But sunflowers…. it seemed every time he saw a sunflower growing in the garden he was dashing off to get his camera and take the perfect photo.
This trip to New Mexico has been so much more difficult than I anticipated. Last summer when I was home, I watched Mom and Dad spend a great deal of thoughtful time on their applications for Richard Rohr’s Living School for Action and Contemplation. Mom was accepted, Dad was not. With that, the hope still was that he would accompany her here. Because Dad so wanted her to take this course and thrive in its growth. By the time I moved back home in March, we knew he wouldn’t be coming here, but the dream was that he would be home and mom could share her trip in the evenings on the phone with him while I was along in person to help her out.
And then he died.
After a summer of the family prodding and pushing and lovingly supporting mom, she bravely decided to come here.
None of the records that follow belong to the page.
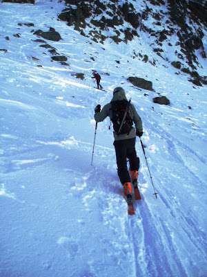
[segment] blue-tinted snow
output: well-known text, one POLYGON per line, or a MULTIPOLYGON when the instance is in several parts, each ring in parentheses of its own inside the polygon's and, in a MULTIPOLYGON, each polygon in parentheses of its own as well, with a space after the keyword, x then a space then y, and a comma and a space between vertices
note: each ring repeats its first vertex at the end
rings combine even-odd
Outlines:
POLYGON ((194 88, 170 66, 132 60, 133 49, 155 56, 144 33, 141 43, 89 43, 57 20, 63 5, 55 3, 0 6, 0 48, 8 51, 0 53, 1 277, 206 276, 206 88, 194 88), (50 26, 63 40, 48 42, 70 66, 51 62, 32 40, 32 29, 50 26), (101 73, 106 91, 94 89, 92 69, 101 73), (126 80, 133 75, 151 80, 171 105, 153 104, 157 93, 135 89, 126 80), (108 120, 98 125, 90 166, 94 107, 109 102, 116 86, 143 120, 159 193, 156 199, 137 140, 143 200, 133 217, 117 176, 108 120))

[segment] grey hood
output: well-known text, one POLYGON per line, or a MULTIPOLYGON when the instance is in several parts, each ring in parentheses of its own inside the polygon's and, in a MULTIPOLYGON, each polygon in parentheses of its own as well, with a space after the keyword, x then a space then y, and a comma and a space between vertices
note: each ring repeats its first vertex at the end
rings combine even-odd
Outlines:
POLYGON ((116 87, 113 91, 113 97, 111 100, 112 101, 119 101, 121 100, 126 100, 127 98, 125 95, 124 89, 121 87, 116 87))

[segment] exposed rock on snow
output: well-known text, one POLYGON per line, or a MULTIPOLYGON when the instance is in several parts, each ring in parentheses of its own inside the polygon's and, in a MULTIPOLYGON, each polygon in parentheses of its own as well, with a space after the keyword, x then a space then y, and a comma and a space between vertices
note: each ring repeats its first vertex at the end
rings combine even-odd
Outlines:
POLYGON ((153 102, 154 103, 160 105, 170 105, 169 99, 168 99, 166 96, 155 97, 153 98, 153 102))
POLYGON ((41 30, 37 30, 34 33, 34 35, 38 35, 45 39, 52 40, 53 42, 59 42, 61 39, 61 37, 58 32, 53 28, 50 28, 49 31, 43 32, 41 30))

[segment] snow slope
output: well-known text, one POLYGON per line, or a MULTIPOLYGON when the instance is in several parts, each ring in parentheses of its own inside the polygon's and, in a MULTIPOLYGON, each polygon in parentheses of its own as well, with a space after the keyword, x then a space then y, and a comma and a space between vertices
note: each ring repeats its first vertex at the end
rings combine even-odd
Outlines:
POLYGON ((0 5, 0 48, 8 50, 0 52, 0 276, 206 276, 206 87, 193 87, 173 68, 132 59, 139 38, 91 42, 57 20, 63 3, 0 5), (28 22, 34 26, 18 26, 28 22), (50 26, 63 39, 48 43, 70 66, 52 62, 33 41, 32 28, 50 26), (106 91, 94 88, 92 69, 106 91), (152 81, 156 92, 132 87, 132 75, 152 81), (117 86, 142 118, 159 193, 156 199, 137 139, 143 200, 132 217, 108 120, 98 124, 90 166, 94 107, 117 86), (158 93, 170 106, 152 102, 158 93))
And even with all that as background, I still didn’t think this would be so hard.
I dropped mom off at her session this afternoon still thinking I was ok. I had a few minutes of sadness this morning, but in general had felt pretty stable. But, as soon as she went into the conference room I felt like pulling a Sadness moment from Inside Out and lying on my back with my leg up in the air for Joy to pull me around while I coloured all my memory balls blue. However after standing there in the (public) hall leaking grief from my eyes I realized I also had to be my own Joy.
I took myself outside for a walk. It’s beautiful here at the Hyatt Regency Tamaya Resort and Spa. Not only that, but it’s so soul warming and peaceful. You can see the effect of the place on the smiles of the people as they move around.
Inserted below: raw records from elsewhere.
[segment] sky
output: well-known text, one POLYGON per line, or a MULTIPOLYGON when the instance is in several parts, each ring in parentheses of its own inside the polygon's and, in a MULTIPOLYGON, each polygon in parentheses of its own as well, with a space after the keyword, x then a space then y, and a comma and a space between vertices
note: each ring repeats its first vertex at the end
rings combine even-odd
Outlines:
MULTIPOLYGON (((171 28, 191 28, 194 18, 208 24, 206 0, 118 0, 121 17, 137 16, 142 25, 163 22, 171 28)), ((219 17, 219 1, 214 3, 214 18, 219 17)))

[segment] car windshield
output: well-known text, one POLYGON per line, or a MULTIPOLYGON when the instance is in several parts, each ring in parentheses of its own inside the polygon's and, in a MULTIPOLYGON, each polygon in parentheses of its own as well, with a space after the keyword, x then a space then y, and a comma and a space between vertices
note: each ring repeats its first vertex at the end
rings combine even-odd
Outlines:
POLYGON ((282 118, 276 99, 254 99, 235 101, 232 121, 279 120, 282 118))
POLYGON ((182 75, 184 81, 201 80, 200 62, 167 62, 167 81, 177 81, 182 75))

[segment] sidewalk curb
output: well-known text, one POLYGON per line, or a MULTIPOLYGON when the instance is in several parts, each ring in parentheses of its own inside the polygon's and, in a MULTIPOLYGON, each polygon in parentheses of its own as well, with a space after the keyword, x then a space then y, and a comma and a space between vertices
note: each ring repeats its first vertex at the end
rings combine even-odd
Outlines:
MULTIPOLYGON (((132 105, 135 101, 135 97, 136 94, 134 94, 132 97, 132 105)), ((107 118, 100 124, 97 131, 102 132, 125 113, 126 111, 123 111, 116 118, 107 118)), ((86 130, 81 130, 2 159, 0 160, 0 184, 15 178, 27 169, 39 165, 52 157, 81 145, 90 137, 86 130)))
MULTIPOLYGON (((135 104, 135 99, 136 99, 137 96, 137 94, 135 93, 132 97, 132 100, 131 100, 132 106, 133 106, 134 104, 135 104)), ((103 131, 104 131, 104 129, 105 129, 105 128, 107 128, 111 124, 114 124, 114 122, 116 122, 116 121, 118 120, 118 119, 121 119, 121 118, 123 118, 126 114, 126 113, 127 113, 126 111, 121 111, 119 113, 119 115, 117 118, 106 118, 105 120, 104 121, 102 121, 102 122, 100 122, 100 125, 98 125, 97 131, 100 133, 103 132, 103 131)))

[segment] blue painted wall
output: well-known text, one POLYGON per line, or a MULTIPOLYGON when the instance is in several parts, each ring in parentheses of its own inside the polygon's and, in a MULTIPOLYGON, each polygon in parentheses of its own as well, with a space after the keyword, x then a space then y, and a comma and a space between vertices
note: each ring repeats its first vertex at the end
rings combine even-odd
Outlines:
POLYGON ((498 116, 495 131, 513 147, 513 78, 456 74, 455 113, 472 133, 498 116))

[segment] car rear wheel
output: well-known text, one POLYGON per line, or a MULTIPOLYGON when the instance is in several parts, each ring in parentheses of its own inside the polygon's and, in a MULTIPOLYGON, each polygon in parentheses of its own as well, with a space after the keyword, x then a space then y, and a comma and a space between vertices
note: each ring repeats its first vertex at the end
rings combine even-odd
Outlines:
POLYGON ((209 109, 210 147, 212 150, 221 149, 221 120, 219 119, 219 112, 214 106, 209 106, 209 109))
As I was walking down the path all I could think was I miss Dad so much. I wish we were walking here together. We loved walking together, it made us so happy. I miss him… I miss him… I miss him.
I came around a turn and I saw this:
(A tree of sunflowers!! A tree – how cool is that??)
I got to the banks of the Rio Grande (yet another one of those cool places I thought I would never get to) I stood there with Dad in my heart and looked across to the mountains. My happiness moment.
There’s a lot of healing that could happen in a place like this. I’m not sure how to describe it, or even exactly what it is. But this is the kind of place that can help heal your soul. I’m grateful Dad came along for my afternoon walk so I could share this with him.
Even with the sorrow and grief of today, I am so grateful that we are here. Life does go on, and no one loved to really live life more than Dad did. He would want us to live, laugh, cry, love, experience all that life has to offer. I deeply feel the best way to honour his memory is to keep stepping ahead. Sometimes with smiles and sometimes with tears, but living and loving with a full heart.